Jakarta || Radarpost.id
Chief Marketing Officer sekaligus Founder Krista Exhibitions, Christina Sudjie, memenuhi panggilan penyidik Direktorat Tindak Pidana Umum (Dittipidum) Bareskrim Polri untuk memberikan keterangan sebagai saksi terkait laporan dugaan pemalsuan dokumen yang diajukan perusahaan pada Januari 2026.
Pemeriksaan dilakukan di Gedung Bareskrim Polri, Jakarta, Rabu (22/7/2026), sebagai bagian dari proses penyelidikan atas laporan yang telah diterima penyidik.
Usai menjalani pemeriksaan, Christina menjelaskan laporan tersebut berkaitan dengan dugaan penyalahgunaan dokumen yang menurutnya melibatkan salah satu mitra kerja perusahaan. Dugaan tersebut, kata dia, baru diketahui setelah hubungan kerja sama yang telah berlangsung sekitar 10 tahun.

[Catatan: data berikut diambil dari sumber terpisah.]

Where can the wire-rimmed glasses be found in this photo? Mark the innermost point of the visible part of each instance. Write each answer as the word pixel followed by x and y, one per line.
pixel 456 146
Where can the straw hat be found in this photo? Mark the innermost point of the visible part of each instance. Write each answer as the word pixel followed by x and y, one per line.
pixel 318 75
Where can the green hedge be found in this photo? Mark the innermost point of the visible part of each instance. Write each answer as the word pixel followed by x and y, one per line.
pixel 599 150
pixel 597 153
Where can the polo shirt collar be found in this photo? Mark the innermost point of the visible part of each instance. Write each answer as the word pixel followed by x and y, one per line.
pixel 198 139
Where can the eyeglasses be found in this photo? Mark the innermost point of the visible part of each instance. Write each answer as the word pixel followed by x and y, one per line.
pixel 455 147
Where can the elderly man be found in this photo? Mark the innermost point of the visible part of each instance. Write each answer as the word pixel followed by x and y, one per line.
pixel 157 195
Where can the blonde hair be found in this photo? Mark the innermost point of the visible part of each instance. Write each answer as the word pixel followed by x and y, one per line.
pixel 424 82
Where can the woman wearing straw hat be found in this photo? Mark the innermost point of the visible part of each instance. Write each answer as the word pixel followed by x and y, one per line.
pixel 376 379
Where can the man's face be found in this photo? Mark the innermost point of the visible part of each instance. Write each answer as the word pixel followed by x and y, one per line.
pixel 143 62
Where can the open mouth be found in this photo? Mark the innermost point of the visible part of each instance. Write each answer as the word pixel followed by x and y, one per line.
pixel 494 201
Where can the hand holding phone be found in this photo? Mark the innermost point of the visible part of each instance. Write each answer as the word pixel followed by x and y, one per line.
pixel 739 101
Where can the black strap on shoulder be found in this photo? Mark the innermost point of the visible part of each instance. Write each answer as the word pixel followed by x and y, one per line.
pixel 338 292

“Kami memiliki kerja sama yang berjalan baik selama kurang lebih 10 tahun. Namun belakangan ditemukan sejumlah kejanggalan yang kemudian kami laporkan kepada aparat penegak hukum,” ujar Christina.
Ia menilai dugaan penyalahgunaan dokumen tersebut berpotensi berdampak terhadap penyelenggaraan berbagai pameran yang selama ini menjadi bisnis utama Krista Exhibitions, termasuk pameran berskala internasional di sektor makanan dan minuman.
Sebagai pendiri perusahaan, Christina menegaskan langkah hukum ditempuh untuk melindungi kepentingan perusahaan sekaligus menjaga keberlangsungan penyelenggaraan berbagai agenda pameran yang telah dibangun selama lebih dari tiga dekade.
“Sebagai founder dan bagian dari manajemen, kami berkewajiban menjaga hak-hak perusahaan dan memastikan kegiatan usaha tetap berjalan sesuai koridor hukum,” katanya.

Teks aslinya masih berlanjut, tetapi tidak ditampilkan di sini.